В поле зрения появляется развилка, и я поворачиваю направо, почти одновременно я слышу раздражённое ворчание Тодда. На этот раз, его припадок на самом деле вызывает улыбку на моих губах. Так ему и надо, бедному гребаному ребенку.
Закат отражается в зеркале заднего вида, отбрасывая на дом, мимо которого мы проезжаем, странное зловещее свечение. Дрожь пробегает по коже вдоль моих костей, дергая за позвоночник. Я почти испытываю искушение включить обогреватель, но мгновение спустя это ощущение прошло.
Гнев заменяет его, когда загорается индикатор пустого бака. В темноте машины мы оба видим его, так что его глаза уже смотрят на меня, когда я смотрю на него.
- Только не говори мне, что ты забыл заправить машину?
Я спрашиваю и констатирую очевидное.
- Ты была такой раздраженной, я подумал, что лучше сначала куплю еду, а потом я забыл заправиться.
Ломая голову над тем, что делать дальше, глядя вперед в поисках каких-либо огней в темноте, не видя ничего, кроме еще большего ничего, я останавливаюсь, чтобы посмотреть в своём телефоне, где находятся ближайшие заправки, так как Тодд способен жалеть только себя.
Что сейчас больше всего раздражает, так это то, что к тому времени, когда индикатор наконец загорается, в баке на самом деле остается не так уж много бензина, меньше, чем нам нужно, чтобы вернуться на станцию, которую мы покинули. Есть еще за что поблагодарить Тодда. Одна из его многочисленных попыток "усилить потенциал автомобиля" пошла не так.
Это тридцать две мили вперед или двадцать восемь назад - до станции, с которой мы приехали. Я бросаю телефон обратно в сумочку, не говоря ни слова - все, что я сейчас скажу, будет только ненавистным, - а затем разворачиваю машину, чтобы совершить более короткую поездку, всё равно нам неизбежно придётся возвращаться на станцию пешком.
Когда машина вздрагивает и резко останавливается, я хватаю свою сумку, по-прежнему не говоря ни слова Тодду.
- Детка, подожди! Ками!
Я не останавливаюсь, я даже не замедляюсь ради него. Я просто не спускаю глаз с первого, последнего и единственного дома, который мы миновали с момента поворота на развилке.
Тодд тяжело пыхтит и пытается не отставать от меня, я ставлю перед собой цель - поддерживать его в таком состоянии, идя быстрее, чем хочу, но стараясь, чтобы мое тяжелое дыхание было замедленным и тихим, чтобы он не знал, как сильно меня беспокоит этот темп.
Пот стекает по моему лбу в тяжелой вечерней влажности.
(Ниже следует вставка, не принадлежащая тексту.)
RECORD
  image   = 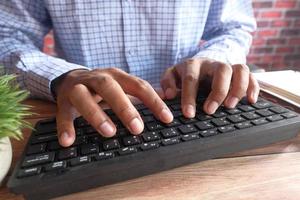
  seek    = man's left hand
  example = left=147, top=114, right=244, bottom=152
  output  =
left=161, top=58, right=259, bottom=118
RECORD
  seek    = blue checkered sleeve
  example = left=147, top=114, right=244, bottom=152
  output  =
left=0, top=0, right=86, bottom=100
left=0, top=0, right=255, bottom=100
left=194, top=0, right=256, bottom=65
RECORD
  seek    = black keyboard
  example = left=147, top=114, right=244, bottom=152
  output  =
left=8, top=97, right=300, bottom=199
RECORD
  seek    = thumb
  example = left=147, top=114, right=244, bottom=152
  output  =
left=160, top=67, right=178, bottom=99
left=56, top=101, right=75, bottom=147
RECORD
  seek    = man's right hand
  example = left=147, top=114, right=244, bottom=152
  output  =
left=55, top=68, right=173, bottom=147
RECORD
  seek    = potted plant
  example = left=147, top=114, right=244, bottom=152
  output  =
left=0, top=71, right=31, bottom=185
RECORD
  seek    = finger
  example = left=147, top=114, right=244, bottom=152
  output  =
left=70, top=84, right=116, bottom=137
left=110, top=69, right=173, bottom=123
left=56, top=99, right=75, bottom=147
left=160, top=67, right=178, bottom=99
left=204, top=62, right=232, bottom=114
left=86, top=70, right=144, bottom=134
left=181, top=59, right=201, bottom=118
left=224, top=64, right=249, bottom=108
left=247, top=73, right=260, bottom=103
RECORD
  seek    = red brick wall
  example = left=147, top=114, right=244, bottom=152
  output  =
left=248, top=0, right=300, bottom=70
left=44, top=0, right=300, bottom=71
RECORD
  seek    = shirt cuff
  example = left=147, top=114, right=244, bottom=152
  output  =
left=17, top=52, right=90, bottom=101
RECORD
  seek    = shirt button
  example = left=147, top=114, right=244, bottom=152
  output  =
left=128, top=49, right=135, bottom=56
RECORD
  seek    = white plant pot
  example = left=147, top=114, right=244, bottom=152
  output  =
left=0, top=137, right=12, bottom=186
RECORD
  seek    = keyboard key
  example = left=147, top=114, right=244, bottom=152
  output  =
left=170, top=104, right=181, bottom=111
left=142, top=115, right=155, bottom=123
left=123, top=135, right=141, bottom=146
left=172, top=110, right=183, bottom=118
left=44, top=160, right=67, bottom=172
left=178, top=124, right=197, bottom=134
left=212, top=110, right=227, bottom=118
left=141, top=108, right=153, bottom=116
left=27, top=143, right=46, bottom=155
left=252, top=101, right=273, bottom=109
left=256, top=109, right=274, bottom=117
left=141, top=142, right=159, bottom=151
left=161, top=128, right=179, bottom=138
left=48, top=141, right=62, bottom=151
left=218, top=125, right=235, bottom=133
left=179, top=117, right=198, bottom=124
left=251, top=118, right=268, bottom=126
left=241, top=112, right=260, bottom=120
left=165, top=119, right=181, bottom=127
left=161, top=138, right=180, bottom=146
left=118, top=147, right=137, bottom=156
left=199, top=129, right=219, bottom=137
left=235, top=121, right=252, bottom=129
left=270, top=106, right=288, bottom=114
left=267, top=115, right=284, bottom=122
left=282, top=112, right=298, bottom=119
left=70, top=156, right=90, bottom=166
left=197, top=111, right=212, bottom=121
left=181, top=133, right=199, bottom=141
left=80, top=143, right=99, bottom=155
left=142, top=131, right=160, bottom=142
left=103, top=139, right=120, bottom=151
left=224, top=108, right=242, bottom=115
left=31, top=133, right=57, bottom=144
left=58, top=147, right=77, bottom=160
left=94, top=152, right=115, bottom=161
left=195, top=121, right=214, bottom=131
left=227, top=115, right=246, bottom=124
left=211, top=118, right=230, bottom=127
left=146, top=122, right=164, bottom=131
left=18, top=166, right=41, bottom=178
left=238, top=105, right=255, bottom=112
left=22, top=152, right=55, bottom=167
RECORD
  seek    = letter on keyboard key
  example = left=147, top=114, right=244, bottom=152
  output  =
left=58, top=147, right=77, bottom=160
left=181, top=133, right=199, bottom=141
left=161, top=128, right=179, bottom=138
left=267, top=115, right=284, bottom=122
left=141, top=142, right=159, bottom=151
left=119, top=147, right=137, bottom=156
left=142, top=131, right=160, bottom=142
left=18, top=166, right=41, bottom=178
left=178, top=124, right=197, bottom=134
left=45, top=160, right=67, bottom=172
left=199, top=129, right=219, bottom=137
left=161, top=138, right=180, bottom=146
left=235, top=122, right=252, bottom=129
left=103, top=139, right=120, bottom=150
left=218, top=125, right=235, bottom=133
left=22, top=152, right=55, bottom=167
left=195, top=121, right=214, bottom=131
left=123, top=135, right=141, bottom=147
left=70, top=156, right=90, bottom=166
left=94, top=152, right=115, bottom=161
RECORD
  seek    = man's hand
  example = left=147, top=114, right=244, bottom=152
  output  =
left=55, top=68, right=173, bottom=147
left=161, top=58, right=259, bottom=118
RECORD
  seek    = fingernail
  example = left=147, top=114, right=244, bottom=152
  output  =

То, к чему я не привыкла. Здесь чертовски душно.
Хотя я со злостью подумывала о том, чтобы проделать весь обратный путь до станции, в поле зрения появляется жуткий дом, выглядящий теперь лишь немного менее жутким. Mои ноги стонут и рассказывают историю, в которой мы вообще этого не делаем, на самом деле, мы останавливаемся прямо здесь и просим о помощи.
Я вижу свет, которого не было, когда мы проезжали раньше, и для меня это равносильно облегчению.
Я стучу в дверь, совсем как тот полицейский, я чувствую себя неуютно, но мысль о том, что мне предложат стакан воды, заставляет меня делать то, чему моя мать научила меня лучше всего.